El tirolés, tras usar una polla de goma, ha comenzado a sodomizar al homólogo hitleriano con la suya propia. Suena una canción francesa. Jacques brel, creo. Le recito a J una serie de tópicos acerca de la imposibilidad de la felicidad en el mundo postcontemporáneo (la soledad, la exigencia, la inestabilidad, la castración de los afectos, la realidad de la vejez y la muerte) para que se sienta comprendido y así tratar de aliviarlo un poco, pero su mirada extraviada me dice que sigue sin escucharme.

- Hubo un tiempo que me volví paranoico. Creí que me había vuelto loco y que ya no se me iba a pasar. Esto nadie lo sabe.
- Es normal, tarde o temprano nos pasa a todos - Inmediatamente le hablo sobre las ventajas de contar las cosas moderadamente, ya que las debilidades expuestas acaban usándolas contra uno. El tirolés tira una piraña del tamaño de un atún a la bañera donde se está divirtiendo Hitler. El agua se tiñe de rojo. Una pareja sentada frente a nosotros se muere de la risa.

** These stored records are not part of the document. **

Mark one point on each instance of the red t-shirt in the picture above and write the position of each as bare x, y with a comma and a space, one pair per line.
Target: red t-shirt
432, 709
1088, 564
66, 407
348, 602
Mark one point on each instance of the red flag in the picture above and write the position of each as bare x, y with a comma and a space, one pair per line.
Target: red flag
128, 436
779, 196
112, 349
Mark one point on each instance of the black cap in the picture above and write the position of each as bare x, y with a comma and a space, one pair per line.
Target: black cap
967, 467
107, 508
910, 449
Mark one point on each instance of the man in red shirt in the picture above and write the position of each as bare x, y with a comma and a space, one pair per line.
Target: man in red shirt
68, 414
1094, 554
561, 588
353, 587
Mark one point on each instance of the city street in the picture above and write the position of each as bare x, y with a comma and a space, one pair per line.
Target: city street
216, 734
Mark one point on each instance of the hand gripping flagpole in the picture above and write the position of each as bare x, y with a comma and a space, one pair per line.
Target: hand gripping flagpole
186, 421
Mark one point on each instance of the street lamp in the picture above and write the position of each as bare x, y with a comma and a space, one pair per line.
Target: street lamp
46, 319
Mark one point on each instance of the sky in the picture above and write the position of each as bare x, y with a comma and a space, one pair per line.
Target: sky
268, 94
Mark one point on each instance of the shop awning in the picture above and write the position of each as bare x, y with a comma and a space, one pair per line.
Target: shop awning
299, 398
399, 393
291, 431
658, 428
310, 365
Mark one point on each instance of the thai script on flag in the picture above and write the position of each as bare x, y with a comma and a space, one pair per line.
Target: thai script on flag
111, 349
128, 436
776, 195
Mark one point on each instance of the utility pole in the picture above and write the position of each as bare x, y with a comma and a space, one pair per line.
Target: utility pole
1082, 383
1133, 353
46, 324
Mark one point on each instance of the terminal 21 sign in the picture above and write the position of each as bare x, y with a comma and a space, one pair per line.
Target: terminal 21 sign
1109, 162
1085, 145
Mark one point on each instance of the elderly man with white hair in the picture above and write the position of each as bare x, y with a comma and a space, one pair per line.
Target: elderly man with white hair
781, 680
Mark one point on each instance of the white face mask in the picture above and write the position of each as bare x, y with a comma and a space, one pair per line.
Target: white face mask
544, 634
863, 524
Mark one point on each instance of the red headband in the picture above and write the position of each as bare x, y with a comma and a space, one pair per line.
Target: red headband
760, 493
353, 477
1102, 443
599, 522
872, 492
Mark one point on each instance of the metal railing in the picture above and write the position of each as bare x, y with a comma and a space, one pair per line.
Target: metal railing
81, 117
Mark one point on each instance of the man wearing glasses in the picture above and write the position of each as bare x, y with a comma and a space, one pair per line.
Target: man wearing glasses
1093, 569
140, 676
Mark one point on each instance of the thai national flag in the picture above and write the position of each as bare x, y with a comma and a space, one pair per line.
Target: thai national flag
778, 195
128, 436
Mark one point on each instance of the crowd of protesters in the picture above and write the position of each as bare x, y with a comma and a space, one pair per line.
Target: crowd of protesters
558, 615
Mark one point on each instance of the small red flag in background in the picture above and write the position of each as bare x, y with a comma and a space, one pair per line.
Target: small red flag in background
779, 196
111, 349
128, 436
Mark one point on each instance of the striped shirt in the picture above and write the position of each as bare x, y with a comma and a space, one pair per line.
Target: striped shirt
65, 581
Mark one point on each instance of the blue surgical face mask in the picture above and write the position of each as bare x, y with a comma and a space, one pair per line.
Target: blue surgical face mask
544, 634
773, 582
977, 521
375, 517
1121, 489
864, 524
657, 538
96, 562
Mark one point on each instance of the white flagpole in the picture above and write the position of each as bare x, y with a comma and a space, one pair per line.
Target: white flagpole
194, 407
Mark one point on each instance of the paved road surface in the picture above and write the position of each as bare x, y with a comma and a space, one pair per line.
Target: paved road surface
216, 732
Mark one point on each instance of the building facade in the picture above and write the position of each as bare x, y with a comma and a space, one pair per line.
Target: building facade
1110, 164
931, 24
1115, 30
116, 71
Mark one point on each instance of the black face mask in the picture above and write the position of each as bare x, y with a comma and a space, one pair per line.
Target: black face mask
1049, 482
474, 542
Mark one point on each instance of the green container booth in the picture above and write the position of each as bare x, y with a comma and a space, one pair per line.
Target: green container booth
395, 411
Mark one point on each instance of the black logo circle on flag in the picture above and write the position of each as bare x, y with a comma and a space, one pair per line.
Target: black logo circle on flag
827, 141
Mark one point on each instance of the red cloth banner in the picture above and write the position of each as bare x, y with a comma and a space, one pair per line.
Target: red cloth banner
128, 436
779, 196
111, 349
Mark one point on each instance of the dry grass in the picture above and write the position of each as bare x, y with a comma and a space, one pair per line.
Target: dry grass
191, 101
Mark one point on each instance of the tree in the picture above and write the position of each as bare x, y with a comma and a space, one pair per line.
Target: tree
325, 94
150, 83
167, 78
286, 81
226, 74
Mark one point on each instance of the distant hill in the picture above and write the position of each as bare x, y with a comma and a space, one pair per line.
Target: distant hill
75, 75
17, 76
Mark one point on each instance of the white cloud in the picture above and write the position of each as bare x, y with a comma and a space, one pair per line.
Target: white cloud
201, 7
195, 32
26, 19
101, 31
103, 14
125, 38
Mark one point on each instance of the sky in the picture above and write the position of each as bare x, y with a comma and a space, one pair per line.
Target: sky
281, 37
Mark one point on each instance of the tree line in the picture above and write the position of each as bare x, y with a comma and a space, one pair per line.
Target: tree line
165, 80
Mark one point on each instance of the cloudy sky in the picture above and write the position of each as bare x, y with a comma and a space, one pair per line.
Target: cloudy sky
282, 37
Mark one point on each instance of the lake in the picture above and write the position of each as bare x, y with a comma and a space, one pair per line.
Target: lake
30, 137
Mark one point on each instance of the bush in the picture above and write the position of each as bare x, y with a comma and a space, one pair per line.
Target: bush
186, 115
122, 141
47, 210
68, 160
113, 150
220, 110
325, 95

- He pensado en el suicidio
- ¿Y quién no? - me enciendo otro cigarro. En la pantalla un tipo vestido de Policía Montada Canadiense con un hacha clavada en la espalda atraviesa a otro con una sierra eléctrica. Un par de chicas desnudas se abrazan aterrorizadas. Inmediatamente se muestran excitadas y empiezan a lamerse los pezones. Se que no tiene arreglo. Le recomiendo que haga deporte, que tome vitaminas, que no lea mucho, que trate de no estar solo. Pido dos copas más.

jueves, febrero 08, 2007

Este vals, este vals, este vals, este vals,

Esto es algo que sucede algunas mañanas. A través de la ranura que dejan las puertas (entrecerradas o entreabiertas) de la ventana de mi habitación se cuela el reflejo del exterior que se proyecta invertido sobre la blancura del techo, donde se pueden ver pasar los difusos reflejos de los coches que circulan por calle Aragó. Casi todos los vehículos son blancos, pero también los hay rojos, azules y amarillos. Por el tamaño se pueden distinguir los camiones y las furgonetas. El efecto siguiente es de una dulce hipnosis acompasada por la cadencia cíclica que les marca el semáforo de la esquina. Dos blancos, uno rojo, uno blanco, uno azul, silencio.

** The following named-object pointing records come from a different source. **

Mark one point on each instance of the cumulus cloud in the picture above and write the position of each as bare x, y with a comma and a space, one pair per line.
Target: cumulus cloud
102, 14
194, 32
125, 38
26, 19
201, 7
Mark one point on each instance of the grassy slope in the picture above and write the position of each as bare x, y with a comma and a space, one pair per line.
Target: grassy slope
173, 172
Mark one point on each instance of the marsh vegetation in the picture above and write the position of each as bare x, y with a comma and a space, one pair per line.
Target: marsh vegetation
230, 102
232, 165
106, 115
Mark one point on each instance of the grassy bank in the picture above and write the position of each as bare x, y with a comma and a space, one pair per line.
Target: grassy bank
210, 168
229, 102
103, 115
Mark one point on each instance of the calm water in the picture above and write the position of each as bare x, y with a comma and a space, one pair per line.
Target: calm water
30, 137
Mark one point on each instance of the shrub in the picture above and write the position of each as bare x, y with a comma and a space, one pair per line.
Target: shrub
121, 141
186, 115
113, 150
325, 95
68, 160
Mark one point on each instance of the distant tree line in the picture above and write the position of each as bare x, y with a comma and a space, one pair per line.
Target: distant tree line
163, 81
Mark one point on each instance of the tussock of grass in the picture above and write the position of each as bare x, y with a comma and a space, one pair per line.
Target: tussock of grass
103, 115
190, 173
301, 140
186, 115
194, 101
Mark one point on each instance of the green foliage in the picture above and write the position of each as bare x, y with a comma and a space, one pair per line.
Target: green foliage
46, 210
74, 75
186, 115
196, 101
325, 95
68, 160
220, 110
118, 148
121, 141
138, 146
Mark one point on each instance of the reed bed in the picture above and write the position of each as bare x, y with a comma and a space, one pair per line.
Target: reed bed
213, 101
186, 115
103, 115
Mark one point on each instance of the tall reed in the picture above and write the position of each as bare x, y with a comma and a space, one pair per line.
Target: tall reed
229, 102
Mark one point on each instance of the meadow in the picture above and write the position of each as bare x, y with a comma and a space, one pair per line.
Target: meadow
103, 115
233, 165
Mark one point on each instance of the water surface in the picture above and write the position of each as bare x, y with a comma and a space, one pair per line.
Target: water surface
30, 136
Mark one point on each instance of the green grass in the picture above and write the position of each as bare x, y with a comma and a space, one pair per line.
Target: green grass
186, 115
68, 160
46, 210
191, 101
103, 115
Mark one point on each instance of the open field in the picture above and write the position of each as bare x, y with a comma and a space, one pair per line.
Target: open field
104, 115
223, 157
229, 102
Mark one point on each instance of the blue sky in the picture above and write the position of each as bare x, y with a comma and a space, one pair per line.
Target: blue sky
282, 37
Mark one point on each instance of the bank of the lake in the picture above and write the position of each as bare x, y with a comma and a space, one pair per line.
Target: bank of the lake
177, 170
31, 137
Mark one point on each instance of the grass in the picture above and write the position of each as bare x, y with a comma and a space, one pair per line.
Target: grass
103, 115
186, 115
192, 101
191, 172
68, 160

Algunos días he tenido la suerte de pasarlos metido en la cámara estenopeica en la que se transforma el cuarto. Contando coches, contando colores. Así sin más, encerrado en mi propio Chott el Djerid .El único indicativo de que existe el tiempo es la inclinación que va tomando la proyección hasta desaparecer.

Algún día de agosto de 1999 estaba con un amigo en la noria de Viena mirando los mismos puntitos negros que cincuenta años atrás miraran desde el mismo lugar Joseph Cotten y Orson Welles en esa conocida escena de “The Third Man”. No llegamos a preguntamos sobre los problemas deontológicos de eliminar aquellos insignificantes y ajenos puntitos animados en beneficio propio. Ni yo era el corrupto Harry Lime ni él era el escritor de novelas baratas Holly Martins, pero juraría que los puntos si eran los mismos. Al menos eran exactamente iguales. Nuestro único crimen fue dejar un par de caricaturas nuestras rotuladas en la ya rotuladísima cabina que espero volver a ver algún día.

Un día, en plena sesión de cámara estenopeica, junto con el sempiterno reflejo de los vehículos entró en el cuarto el sonido de un violento frenazo y un posterior choque. Después las sirenas. Las manchitas dejaron de pasar por unos minutos. Hasta que pasó una blanca, una azul, dos blancas, una roja, silencio.